The latest publication to prop up a proper Data Protection Practitioner’s bookshelf is Baker & McKenzie’s Global Privacy Handbook. This remarkable work, comprising 586 pages, explains the data protection laws of 42 countries. The structured format helps the astute researcher to easily find what they are looking for, while a handy “emerging issues and trends” section in each country helps the reader appreciate that privacy remains deeply embedded into national cultures. Here is proof, if you really needed it, that one size does not fit all.
One of the best things about the book is that it’s free. And it tells most of us all we really wanted to know about data protection in countries other than which we specialise ourselves.
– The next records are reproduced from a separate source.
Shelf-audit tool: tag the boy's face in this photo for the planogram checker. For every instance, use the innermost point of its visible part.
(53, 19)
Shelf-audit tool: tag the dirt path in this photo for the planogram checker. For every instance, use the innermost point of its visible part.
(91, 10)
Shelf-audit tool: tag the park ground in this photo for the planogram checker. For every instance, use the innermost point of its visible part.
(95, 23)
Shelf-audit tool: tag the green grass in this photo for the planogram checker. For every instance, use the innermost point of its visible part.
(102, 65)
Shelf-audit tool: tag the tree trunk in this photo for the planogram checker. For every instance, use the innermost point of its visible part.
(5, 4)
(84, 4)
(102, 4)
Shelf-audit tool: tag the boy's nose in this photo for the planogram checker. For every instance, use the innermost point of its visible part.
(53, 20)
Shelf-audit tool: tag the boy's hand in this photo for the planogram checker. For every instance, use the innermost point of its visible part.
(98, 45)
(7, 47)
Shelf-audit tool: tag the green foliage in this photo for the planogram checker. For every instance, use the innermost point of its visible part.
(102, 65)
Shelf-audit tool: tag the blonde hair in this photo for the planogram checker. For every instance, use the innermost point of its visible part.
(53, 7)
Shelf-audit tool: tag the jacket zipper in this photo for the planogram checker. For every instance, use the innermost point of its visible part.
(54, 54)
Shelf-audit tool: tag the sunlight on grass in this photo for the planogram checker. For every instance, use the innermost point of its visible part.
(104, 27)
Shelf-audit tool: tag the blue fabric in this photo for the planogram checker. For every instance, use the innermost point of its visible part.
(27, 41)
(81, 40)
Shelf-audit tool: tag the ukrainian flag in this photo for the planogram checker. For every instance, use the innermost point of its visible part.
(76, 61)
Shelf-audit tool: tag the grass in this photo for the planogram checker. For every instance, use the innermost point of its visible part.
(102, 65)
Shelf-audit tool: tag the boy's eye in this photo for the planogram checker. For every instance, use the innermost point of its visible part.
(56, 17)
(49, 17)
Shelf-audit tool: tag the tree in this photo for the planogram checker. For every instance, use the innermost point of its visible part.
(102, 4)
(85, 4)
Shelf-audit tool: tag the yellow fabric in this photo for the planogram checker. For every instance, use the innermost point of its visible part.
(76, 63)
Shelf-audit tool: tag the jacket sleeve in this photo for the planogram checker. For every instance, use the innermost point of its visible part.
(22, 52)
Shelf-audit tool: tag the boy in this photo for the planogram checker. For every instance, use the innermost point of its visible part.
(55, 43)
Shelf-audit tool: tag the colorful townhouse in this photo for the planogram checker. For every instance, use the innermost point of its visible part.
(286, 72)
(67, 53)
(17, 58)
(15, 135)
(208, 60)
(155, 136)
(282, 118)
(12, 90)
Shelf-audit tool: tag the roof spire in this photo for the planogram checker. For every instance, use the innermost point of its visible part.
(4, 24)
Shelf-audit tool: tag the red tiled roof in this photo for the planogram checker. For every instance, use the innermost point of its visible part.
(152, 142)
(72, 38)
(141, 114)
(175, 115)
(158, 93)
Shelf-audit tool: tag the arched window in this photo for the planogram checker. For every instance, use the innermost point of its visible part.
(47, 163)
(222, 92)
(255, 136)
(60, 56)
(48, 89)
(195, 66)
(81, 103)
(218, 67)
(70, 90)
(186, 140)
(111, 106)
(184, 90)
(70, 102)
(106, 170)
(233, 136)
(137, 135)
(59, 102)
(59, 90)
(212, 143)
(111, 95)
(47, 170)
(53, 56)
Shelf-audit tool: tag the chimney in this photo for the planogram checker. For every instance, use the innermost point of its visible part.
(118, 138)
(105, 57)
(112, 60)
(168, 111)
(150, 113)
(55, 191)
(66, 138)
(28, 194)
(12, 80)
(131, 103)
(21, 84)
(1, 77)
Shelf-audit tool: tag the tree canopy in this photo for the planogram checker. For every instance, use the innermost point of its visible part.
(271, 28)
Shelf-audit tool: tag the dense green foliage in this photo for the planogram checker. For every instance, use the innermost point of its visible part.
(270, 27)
But what else do I take from a book like this?
The political impossibility of agreeing single set of simple global privacy rules (at least in my lifetime) is laid bare here. Local regulators have too much of their own home turf to protect. There is no uber regulator that is capable of exercising the authority required to force everyone to toe the line. There is no shared agenda. To many regulators are focused on local issues.
Instead, we will continue to see the development of regional groups of regulators, most of whom will be on their best behaviour when they meet to discuss issues of mutual concern, but with a tacit recognition that each regulator has the right to throw a hissy fit in the event that local cultural needs conflict with the cultural needs of others.
But, fortunately, all is not lost. For the regulators are also, to a considerable extent, pragmatists. They know when to turn a blind eye to the odd dodgy data protection practice when it suits them. In a world of ever diminishing regulatory resources, they too have to be selective to be effective.
And the few truly global data controllers (we all know who they are) aren’t that dumb either. They will continue to be influenced by the howls of protest from the various sections of their customer base. They will continue to be world leaders in terms of transparency (and increasingly security, masking data from all Governments other than their own). And they will increasingly invest in data protection, providing shining examples to the lower divisions of data controllers for whom managements struggle to provide anything like adequate resources.
Does it really matter that there are no global data protection laws?
In a world of so much global poverty and conflict (a lot of which sparked by forms of religious fundamentalism that I fail to grasp), I have to say that it wouldn’t be the highest item on my agenda, if I were appointed Secretary General of the UN.
In my quest to reduce the anomalies of global data protection rules, I would focus on those that were created more for reasons of national protectionism rather than free trade. Fortress Europe cannot be the way ahead. But neither can the Wild West approach practiced by an awful lot of cowboys.
I’ll have more to say on this subject when I’ve had time to think more carefully about what sort of ICO I would like to see in a few years time. Against the backdrop of a funding crunch, which services ought to be preserved? And which services deserve to be sacrificed – not because they are not important, but because they are not important enough?